A storm is coming to the credit markets.
Matthew Mish and Stephen Caprio, strategists at UBS, put out a bearish note on Thursday, looking at whether lower-quality, high yield and leveraged loan borrowers will be able to refinance their debt.
Companies have binged on debt following the financial crisis, taking advantage of an extended period of low-interest rates.
Higher-risk companies have been big beneficiaries. Yield-thirsty investors have paid up for riskier bonds, allowing these companies to raise capital at historically low costs.
The problem will arise the companies look to refinance that debt after interest rates have begun to rise.
“The key question is: will credit markets be able to absorb the refinancing needs of lower quality high yield and leveraged loan borrowers?” the UBS note said.
The short answer is no. According to their calculations, roughly 35% to 40% of the outstanding US high yield and leveraged loan universe “is at risk.”
That works out at roughly $1.05 trillion to $1.2 trillion “in low quality speculative grade debt outstanding.”

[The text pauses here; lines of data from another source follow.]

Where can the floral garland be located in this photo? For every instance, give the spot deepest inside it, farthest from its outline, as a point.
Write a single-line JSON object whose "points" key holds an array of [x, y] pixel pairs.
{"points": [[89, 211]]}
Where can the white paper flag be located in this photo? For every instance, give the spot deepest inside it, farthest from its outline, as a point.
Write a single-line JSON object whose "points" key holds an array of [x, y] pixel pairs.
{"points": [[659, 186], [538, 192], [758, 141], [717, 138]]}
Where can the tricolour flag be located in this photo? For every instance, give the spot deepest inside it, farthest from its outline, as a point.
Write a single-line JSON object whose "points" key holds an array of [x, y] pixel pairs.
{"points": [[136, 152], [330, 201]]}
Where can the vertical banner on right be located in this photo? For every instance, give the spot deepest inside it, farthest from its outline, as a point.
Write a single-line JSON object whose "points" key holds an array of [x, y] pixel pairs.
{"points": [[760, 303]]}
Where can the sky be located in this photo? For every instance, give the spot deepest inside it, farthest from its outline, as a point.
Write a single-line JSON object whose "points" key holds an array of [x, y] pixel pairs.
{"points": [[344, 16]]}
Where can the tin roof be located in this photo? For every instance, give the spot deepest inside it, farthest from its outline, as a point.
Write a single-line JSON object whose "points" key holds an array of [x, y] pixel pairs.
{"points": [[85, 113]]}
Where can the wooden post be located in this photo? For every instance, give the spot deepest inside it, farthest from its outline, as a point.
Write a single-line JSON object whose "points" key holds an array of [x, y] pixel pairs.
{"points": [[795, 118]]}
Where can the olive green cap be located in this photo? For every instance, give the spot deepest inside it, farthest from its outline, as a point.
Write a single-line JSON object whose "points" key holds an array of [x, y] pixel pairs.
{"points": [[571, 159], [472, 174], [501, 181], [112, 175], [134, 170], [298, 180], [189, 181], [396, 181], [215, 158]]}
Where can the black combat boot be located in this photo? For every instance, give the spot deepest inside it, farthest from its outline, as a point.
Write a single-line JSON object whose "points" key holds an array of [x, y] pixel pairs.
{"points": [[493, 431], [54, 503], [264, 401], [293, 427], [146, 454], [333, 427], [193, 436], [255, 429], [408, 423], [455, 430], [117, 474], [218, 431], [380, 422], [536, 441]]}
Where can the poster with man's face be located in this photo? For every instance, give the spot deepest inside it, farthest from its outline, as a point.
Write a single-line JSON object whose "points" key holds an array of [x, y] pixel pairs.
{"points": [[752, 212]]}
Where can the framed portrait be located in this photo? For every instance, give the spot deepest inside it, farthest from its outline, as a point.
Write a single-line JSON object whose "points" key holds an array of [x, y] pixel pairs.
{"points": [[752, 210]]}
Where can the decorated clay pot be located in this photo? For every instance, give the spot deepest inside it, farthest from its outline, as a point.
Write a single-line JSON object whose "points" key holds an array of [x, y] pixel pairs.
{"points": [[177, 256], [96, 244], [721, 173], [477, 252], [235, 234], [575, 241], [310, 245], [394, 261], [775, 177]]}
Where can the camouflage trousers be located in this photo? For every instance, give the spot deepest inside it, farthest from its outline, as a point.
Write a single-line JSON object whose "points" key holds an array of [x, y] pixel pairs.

That is a lot of debt to refinance, especially when, according to UBS, the Federal Reserve is no longer supporting credit markets.
Mish and Caprio argue that the Fed isn’t likely to embark on a fourth round of quantitative easing to encourage investors to buy corporate bonds. Plus, the market is already pricing in three interest rate hikes in 2016, and two in 2017. The Fed is also aggressively regulating leveraged loan issuance.
Taking some of the heat out of the leveraged finance market might be the right thing to do, but “the lesser evil is still evil,” the analysts write.
Meanwhile, the risky borrowers can’t pay off the debt and the Federal Reserve, meanwhile, is underestimating the potential repercussions. Here is UBS (emphasis ours):
They cannot pay down debt because cash flow generation is weak, and now interest costs are rising. So the Fed is explicitly condoning rising default rates. Finally, it is our humble belief that the consensus at the Fed does not fully understand the magnitude of the problems in corporate credit markets and the unintended consequences of their policy actions. The implication is that their actions will be reactive, not proactive — but only time will tell.
They argue that “much of the lower quality speculative grade universe will face severe refinancing challenges by 2018”, and that these pressures could come even sooner. That is because so many bonds come due through 2020.
Selling pressure could intensify through 2016, particularly in the lower quality segments of the market.
Energy companies in particular face a tough time of it, with oil recently dropping through $40 a barrel.